Question

A coin is biased so that the head is 3 times as likely to occur as a tail. If the coin is tossed twice, find the probability distribution of the number of tails.

Answer 1

If a coin is tossed, the probability of getting head is $\dfrac{1}{2}$ and probability of getting tail is $\dfrac{1}{2}$. In this question, it is given that the coin is tossed twice and a coin is biased so that the head is $3$times as likely to occur as a tail. Therefore, the probability of getting head is $\dfrac{3}{4}$ and the probability of getting tail is $\dfrac{1}{4}$. We will find the probability distribution of the number of tails by using the outcomes of the coin.
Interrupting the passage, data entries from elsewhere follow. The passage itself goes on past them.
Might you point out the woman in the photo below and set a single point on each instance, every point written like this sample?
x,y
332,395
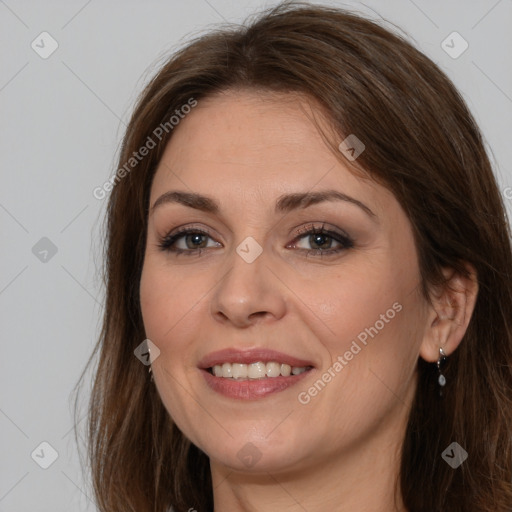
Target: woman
x,y
306,241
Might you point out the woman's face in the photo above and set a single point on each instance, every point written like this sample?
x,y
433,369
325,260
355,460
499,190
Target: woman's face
x,y
251,277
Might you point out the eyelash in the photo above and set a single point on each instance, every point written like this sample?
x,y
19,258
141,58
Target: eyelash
x,y
346,242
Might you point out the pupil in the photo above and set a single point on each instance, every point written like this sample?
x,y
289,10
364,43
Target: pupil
x,y
195,239
319,239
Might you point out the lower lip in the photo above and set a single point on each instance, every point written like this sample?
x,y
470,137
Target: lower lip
x,y
251,389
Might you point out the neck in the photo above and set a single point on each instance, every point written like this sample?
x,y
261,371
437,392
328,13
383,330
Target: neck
x,y
357,479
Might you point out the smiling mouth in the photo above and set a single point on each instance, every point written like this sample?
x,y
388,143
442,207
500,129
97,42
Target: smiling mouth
x,y
256,371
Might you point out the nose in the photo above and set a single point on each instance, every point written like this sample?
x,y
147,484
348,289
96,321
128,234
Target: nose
x,y
248,293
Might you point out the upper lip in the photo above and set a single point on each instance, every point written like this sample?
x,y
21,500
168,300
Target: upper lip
x,y
248,356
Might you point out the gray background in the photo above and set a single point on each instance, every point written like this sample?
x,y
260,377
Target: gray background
x,y
62,121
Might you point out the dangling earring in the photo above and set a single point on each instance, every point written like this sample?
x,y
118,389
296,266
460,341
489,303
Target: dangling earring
x,y
441,379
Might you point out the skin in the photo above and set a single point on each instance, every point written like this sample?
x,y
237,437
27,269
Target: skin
x,y
341,449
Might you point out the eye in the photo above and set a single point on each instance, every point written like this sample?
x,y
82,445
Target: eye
x,y
321,241
187,241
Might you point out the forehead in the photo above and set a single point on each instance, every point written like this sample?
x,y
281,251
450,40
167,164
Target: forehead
x,y
249,142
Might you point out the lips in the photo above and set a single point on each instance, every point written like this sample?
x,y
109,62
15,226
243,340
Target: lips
x,y
248,388
250,356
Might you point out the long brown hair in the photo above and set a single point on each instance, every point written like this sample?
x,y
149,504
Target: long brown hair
x,y
422,143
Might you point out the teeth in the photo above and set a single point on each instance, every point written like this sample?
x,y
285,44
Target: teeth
x,y
256,370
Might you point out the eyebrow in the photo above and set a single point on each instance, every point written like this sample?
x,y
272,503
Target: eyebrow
x,y
284,203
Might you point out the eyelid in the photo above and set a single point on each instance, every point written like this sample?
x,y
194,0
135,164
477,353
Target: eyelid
x,y
338,235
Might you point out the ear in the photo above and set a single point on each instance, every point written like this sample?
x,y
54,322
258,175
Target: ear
x,y
449,315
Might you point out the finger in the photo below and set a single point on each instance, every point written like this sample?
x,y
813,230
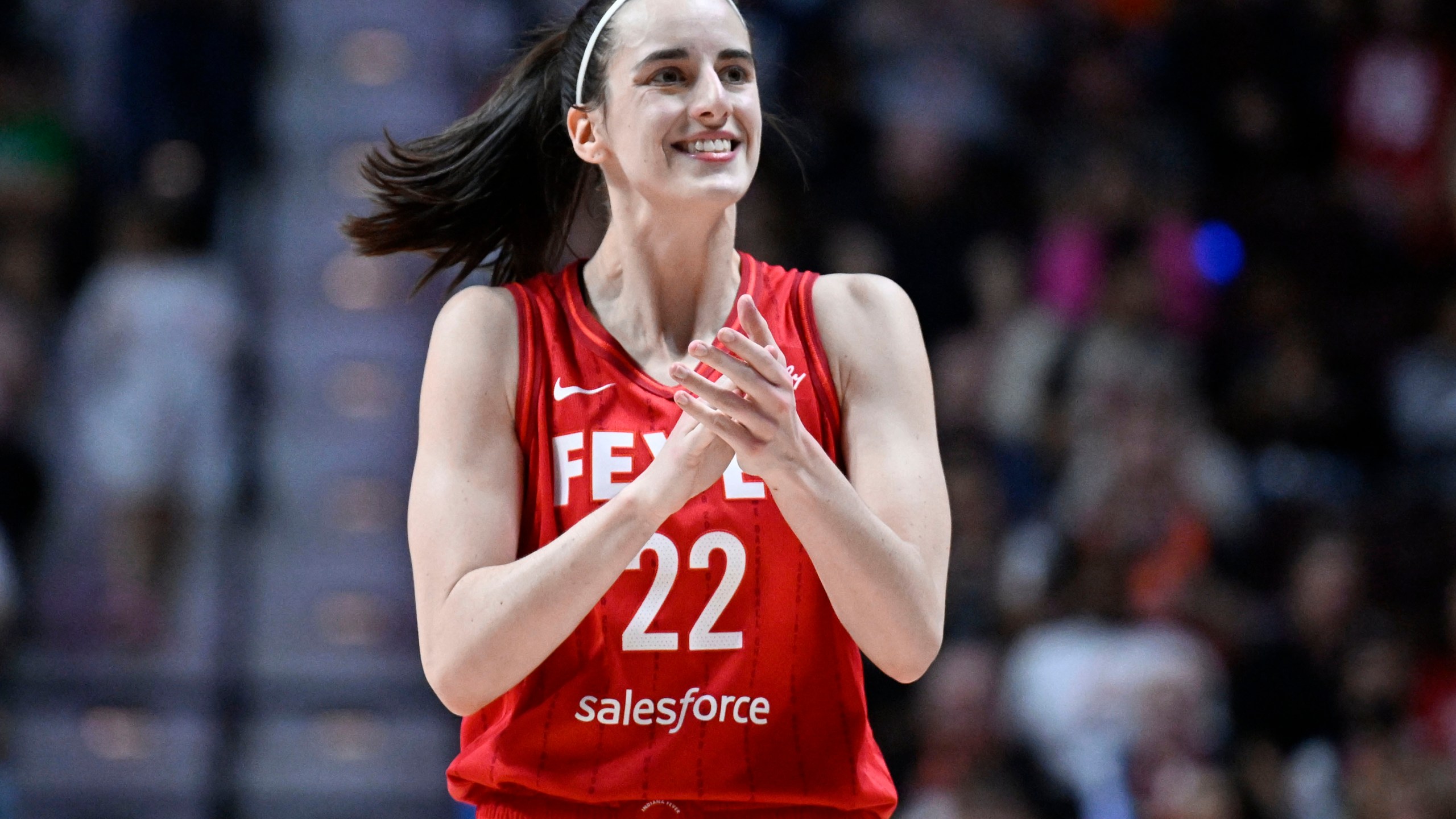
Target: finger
x,y
726,401
736,371
753,321
758,356
719,424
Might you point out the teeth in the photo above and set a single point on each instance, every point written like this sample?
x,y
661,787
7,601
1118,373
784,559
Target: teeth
x,y
711,146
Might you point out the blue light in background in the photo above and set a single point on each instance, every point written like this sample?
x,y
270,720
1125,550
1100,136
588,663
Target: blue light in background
x,y
1218,253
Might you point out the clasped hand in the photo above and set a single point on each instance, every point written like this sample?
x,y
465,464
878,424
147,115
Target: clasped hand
x,y
756,413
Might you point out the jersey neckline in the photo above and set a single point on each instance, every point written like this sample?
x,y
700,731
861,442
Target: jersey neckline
x,y
614,350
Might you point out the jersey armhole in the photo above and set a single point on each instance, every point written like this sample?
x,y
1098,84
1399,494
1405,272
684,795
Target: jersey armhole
x,y
822,374
526,356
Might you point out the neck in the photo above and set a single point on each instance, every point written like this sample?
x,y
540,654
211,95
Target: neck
x,y
661,280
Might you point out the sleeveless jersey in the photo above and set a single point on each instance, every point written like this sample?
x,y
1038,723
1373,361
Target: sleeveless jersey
x,y
714,675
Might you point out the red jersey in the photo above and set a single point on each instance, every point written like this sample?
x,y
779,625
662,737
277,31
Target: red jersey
x,y
714,675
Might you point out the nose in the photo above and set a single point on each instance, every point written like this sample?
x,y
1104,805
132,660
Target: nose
x,y
711,102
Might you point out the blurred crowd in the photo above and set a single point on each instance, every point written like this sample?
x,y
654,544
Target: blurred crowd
x,y
1187,271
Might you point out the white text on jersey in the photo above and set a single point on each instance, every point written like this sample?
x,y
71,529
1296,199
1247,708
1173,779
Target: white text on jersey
x,y
612,455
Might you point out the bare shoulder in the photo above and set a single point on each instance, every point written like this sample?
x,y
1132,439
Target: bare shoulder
x,y
474,350
865,321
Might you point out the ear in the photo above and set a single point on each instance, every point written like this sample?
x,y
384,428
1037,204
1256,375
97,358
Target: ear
x,y
586,136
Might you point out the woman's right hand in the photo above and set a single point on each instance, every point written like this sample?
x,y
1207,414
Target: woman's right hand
x,y
692,460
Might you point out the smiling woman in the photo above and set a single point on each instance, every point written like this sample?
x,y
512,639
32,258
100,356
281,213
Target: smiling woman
x,y
663,498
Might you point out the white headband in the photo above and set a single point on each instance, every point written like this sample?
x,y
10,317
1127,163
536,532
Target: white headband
x,y
596,35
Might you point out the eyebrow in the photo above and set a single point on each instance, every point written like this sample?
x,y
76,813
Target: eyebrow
x,y
666,55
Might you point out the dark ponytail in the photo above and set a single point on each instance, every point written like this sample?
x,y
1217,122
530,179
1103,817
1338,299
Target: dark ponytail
x,y
500,187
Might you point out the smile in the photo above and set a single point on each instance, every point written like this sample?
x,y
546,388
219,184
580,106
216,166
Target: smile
x,y
710,151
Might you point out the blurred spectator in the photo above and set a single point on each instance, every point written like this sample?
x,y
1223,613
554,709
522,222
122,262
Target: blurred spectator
x,y
1397,125
1114,707
1288,688
1423,404
22,483
1145,474
37,172
995,378
149,353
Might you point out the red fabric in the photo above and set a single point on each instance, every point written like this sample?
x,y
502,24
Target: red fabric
x,y
796,734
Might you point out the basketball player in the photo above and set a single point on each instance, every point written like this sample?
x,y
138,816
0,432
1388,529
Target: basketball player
x,y
663,498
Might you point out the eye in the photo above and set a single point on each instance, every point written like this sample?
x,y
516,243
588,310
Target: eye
x,y
737,75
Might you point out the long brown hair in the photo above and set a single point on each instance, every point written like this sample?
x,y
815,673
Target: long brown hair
x,y
503,185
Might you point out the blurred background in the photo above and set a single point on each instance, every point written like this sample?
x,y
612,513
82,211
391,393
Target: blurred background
x,y
1186,268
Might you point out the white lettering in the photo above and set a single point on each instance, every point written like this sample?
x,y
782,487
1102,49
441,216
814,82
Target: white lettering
x,y
615,709
759,706
632,710
605,462
587,713
713,709
737,707
643,712
562,446
683,714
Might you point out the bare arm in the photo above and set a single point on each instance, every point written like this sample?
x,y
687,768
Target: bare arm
x,y
880,538
485,618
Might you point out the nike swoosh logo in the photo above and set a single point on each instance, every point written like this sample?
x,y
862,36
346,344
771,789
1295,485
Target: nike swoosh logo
x,y
568,391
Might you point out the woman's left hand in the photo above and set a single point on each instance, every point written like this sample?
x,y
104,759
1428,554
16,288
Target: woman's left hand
x,y
760,417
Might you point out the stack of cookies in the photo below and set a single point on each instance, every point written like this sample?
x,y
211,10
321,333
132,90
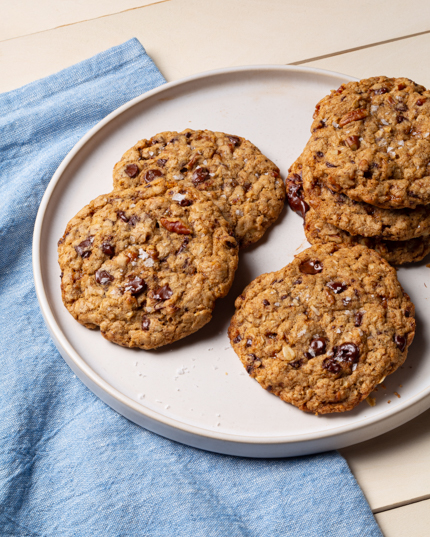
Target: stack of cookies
x,y
364,175
147,262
Complete step-by-step solution:
Given that the coin is tossed twice and also given that the head is $3$ times as likely to occur as a tail. i.e 4 times a coin is tossed the probability of getting a head is $3$ times, and the probability of getting a tail is$1$time.
Therefore, the probability of getting head P(H) = $\dfrac{3}{4}$ ………..$(1)$
And, the probability of getting tail P(T) = $\dfrac{1}{4}$ ……………………$(2)$
Since the coin is tossed twice, we were asked to find the probability distribution of the number of tails.
The coin is tossed twice. Therefore the outcomes will be

Two heads (or)
In the first toss, there will be a head and in the second toss there will be a tail (or) In the first toss there will be a tail and in the second toss there will be a head (or)
Two tails.
Let X be the event of getting the number of tails. Since the coin is tossed twice, we can get no tails or one-tail or two tails. Therefore, X can take the values $0,1$ and $2$.
When X=0, the outcome is {HH}
Therefore, the probability of X, P(X) = P(H)$\times$ P(H)
From equation$(1)$, We know that P(H) = $\dfrac{3}{4}$, substituting the value of P(H) in above we get
P(X) = $\dfrac{3}{4}$ $\times$ $\dfrac{3}{4}$= $\dfrac{9}{{16}}$
When X=1, the outcome is {HT, TH}
Therefore, the probability of X, P(X) = P(H)$\times$ P(T) + P(T)$\times$ P(H)
From equation $(1)$and$(2)$, We know that, P(H) = $\dfrac{3}{4}$and P(T) = $\dfrac{1}{4}$, substituting the value of P(H)and P(T) in above we get
P(X) = $\dfrac{3}{4}$ $\times$ $\dfrac{1}{4}$+$\dfrac{1}{4}$ $\times$ $\dfrac{3}{4}$
= $\dfrac{3}{{16}}$ + $\dfrac{3}{{16}}$
= $\dfrac{6}{{16}}$
When X=2, the outcome is {TT}
Therefore, the probability of X, P(X) = P(T) $\times$P(T)
From equation$(2)$, We know that P(T) = $\dfrac{1}{4}$, substituting the value of P(T) in above we get
P(X) = $\dfrac{1}{4}$ $\times$ $\dfrac{1}{4}$
= $\dfrac{1}{{16}}$
Therefore the probability distribution is

X	0	1	2
P(X)	$\dfrac{9}{{16}}$	$\dfrac{6}{{16}}$	$\dfrac{1}{{16}}$

Note: This problem varies according to the number of times the coin is tossed and the possibilities of outcomes that are given in the question. In this question, we were asked to find the probability distribution of the number of tails. If we are asked to find heads the probability will change and so the probability distribution.